The progression I use is always the same, even if the content changes: first I clarify the concept, then I demonstrate it in a controlled environment, then I have the goalie repeat it with quality, then I bring it into more open situations that look like the game, and finally we review together what works and what doesn’t. The goal isn’t to judge—it’s to build with patience and consistency, not stopping at a grey performance and not celebrating an excellent result, but keeping an eye on the outcome we want at the end.
I worked with a U16 goalie who at the start of the season struggled to play the puck: technically he had gaps, he didn’t have strength, and he found it hard to read the game.
We worked step by step, without skipping stages: technique, reads, mental routine, and above all confidence. By the end of the season he hadn’t become perfect. He had become stable, and he played the puck with confidence and control. And in this position, stability is the foundation on which everything else is built.
What we can change as coaches—without waiting for the system to change
We can’t control everything: schedules, club pressure, parents’ expectations, standings.
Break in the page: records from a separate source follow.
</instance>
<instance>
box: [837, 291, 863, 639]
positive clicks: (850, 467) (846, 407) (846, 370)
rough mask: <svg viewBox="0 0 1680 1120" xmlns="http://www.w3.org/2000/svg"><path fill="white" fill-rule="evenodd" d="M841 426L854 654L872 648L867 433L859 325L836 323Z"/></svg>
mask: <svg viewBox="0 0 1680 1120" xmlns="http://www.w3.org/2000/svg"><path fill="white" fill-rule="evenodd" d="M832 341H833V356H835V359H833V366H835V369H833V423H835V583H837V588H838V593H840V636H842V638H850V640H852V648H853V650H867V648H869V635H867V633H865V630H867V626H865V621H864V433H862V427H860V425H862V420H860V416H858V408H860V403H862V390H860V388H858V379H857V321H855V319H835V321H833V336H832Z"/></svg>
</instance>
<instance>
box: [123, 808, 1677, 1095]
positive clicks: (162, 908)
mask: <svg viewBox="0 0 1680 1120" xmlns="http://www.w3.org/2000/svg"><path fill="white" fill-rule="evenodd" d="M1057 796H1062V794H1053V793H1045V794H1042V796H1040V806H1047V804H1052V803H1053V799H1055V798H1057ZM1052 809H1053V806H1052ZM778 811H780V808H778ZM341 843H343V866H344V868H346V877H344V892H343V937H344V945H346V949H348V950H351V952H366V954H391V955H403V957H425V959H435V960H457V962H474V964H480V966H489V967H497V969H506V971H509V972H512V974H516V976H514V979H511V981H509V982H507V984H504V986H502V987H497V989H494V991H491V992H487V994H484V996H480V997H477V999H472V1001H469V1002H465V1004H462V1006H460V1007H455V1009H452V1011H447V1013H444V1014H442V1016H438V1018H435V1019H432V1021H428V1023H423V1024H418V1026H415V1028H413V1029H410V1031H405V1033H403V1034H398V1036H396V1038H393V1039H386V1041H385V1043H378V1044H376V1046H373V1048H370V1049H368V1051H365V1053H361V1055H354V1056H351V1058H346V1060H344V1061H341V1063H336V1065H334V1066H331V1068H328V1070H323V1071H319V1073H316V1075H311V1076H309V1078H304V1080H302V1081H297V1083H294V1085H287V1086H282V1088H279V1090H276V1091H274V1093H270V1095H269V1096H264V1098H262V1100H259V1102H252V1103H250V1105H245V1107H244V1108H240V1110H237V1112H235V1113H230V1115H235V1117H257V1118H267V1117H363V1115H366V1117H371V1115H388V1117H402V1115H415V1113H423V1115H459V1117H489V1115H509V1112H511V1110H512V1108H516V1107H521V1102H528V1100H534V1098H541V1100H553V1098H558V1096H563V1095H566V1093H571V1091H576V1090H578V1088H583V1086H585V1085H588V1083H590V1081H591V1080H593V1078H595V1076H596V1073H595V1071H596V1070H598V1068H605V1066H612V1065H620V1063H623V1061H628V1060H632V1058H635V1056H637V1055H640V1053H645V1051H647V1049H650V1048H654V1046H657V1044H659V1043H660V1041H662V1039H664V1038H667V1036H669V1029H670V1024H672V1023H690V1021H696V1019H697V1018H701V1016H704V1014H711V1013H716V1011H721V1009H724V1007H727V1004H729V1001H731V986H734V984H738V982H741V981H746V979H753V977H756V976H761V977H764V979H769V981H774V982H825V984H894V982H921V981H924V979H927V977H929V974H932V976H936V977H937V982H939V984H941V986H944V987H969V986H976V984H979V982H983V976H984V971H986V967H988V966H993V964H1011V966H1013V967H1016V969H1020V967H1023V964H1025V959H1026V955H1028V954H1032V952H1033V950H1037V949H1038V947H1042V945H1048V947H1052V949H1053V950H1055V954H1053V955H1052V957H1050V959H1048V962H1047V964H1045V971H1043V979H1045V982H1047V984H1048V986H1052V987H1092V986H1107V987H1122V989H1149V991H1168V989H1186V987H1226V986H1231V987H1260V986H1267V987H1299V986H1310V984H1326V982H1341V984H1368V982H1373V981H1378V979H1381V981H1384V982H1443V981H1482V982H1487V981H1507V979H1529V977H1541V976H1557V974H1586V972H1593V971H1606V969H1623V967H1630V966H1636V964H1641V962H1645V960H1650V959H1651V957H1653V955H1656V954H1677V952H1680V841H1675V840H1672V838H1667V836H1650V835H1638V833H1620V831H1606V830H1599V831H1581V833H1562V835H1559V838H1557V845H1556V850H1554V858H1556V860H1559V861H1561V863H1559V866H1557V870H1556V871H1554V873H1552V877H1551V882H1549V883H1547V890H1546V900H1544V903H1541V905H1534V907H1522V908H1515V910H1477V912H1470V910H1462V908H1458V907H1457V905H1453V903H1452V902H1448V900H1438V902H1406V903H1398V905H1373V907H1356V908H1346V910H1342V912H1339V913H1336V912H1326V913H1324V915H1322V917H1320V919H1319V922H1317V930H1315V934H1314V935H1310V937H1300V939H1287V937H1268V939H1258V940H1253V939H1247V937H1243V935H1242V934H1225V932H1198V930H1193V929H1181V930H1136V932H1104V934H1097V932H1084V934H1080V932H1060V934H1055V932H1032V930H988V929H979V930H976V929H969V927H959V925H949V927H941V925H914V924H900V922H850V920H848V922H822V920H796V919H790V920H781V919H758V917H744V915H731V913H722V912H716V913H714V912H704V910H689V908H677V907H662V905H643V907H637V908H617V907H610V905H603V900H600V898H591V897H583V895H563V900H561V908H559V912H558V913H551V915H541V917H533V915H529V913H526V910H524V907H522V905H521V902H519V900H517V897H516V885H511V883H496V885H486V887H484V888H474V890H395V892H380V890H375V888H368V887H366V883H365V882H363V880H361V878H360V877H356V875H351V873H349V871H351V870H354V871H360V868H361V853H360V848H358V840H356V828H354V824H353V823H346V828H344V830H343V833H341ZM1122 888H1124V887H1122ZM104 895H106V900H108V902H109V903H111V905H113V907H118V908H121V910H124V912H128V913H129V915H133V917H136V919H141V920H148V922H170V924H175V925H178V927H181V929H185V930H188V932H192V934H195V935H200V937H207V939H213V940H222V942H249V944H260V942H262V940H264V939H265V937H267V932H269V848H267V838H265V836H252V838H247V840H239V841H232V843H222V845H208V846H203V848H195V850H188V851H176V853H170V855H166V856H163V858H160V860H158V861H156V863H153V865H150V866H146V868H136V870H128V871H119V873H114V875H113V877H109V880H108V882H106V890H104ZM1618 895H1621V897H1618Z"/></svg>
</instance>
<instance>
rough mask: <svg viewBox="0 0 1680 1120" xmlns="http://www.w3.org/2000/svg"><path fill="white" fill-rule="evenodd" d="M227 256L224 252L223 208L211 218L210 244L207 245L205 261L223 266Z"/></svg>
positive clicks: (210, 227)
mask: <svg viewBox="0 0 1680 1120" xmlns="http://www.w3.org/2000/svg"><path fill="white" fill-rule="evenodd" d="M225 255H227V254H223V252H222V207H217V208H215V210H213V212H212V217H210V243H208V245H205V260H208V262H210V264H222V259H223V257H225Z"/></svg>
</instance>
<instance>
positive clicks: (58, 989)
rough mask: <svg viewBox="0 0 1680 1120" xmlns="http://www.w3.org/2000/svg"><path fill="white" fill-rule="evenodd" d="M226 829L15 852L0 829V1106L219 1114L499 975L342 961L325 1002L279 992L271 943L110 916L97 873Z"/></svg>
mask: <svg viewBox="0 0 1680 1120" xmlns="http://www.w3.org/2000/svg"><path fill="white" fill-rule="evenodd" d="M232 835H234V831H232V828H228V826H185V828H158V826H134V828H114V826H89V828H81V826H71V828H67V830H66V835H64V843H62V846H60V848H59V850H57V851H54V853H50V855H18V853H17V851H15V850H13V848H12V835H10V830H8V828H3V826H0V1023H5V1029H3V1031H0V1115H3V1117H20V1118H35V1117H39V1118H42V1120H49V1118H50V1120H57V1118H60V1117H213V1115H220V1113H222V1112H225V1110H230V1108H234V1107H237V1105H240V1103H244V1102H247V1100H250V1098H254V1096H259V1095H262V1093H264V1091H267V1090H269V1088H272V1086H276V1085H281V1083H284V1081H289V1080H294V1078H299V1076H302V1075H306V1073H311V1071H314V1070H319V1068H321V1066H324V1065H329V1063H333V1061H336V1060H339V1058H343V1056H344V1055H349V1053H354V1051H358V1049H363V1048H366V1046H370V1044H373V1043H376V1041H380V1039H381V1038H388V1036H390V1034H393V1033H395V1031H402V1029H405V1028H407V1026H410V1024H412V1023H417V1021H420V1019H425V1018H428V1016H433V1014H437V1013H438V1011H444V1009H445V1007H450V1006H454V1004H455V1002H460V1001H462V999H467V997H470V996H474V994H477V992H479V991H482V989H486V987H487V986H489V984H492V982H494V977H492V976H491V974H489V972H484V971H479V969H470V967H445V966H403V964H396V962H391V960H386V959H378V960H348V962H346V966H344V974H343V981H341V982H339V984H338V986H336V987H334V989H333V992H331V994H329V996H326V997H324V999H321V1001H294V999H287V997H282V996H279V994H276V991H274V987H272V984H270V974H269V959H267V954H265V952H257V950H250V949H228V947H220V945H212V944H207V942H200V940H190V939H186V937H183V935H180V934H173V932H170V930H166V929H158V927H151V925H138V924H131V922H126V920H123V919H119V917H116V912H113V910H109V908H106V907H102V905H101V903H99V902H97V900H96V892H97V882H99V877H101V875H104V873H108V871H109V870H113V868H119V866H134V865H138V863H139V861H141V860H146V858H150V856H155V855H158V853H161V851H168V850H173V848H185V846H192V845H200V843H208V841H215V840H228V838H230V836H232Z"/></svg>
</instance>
But we can control the method.
We can stop defining a goalie as “ready” or “not ready” based on two games. We can plan the development of more than one goalie, not only the starter. We can create evaluation criteria that reward decisions, presence, the ability to recover, and technical progression. And we can use feedback as construction, not as a sentence.
If we truly want to stop losing goalies, we have to remember one thing: talent in this role isn’t only what you see today. It’s also what survives long enough to be expressed.
Try it yourself
If you’re a coach and you recognize yourself in this dynamic, I invite you to take one practical step: choose a “second” goalie in your group and build a 4-week micro-pathway for him. Not to turn him into the starter tomorrow, but to give him direction, structure, and a reason to stay in the position.
Because in the end, in youth hockey, the real victory isn’t only winning a game. It’s not losing a goalie along the way.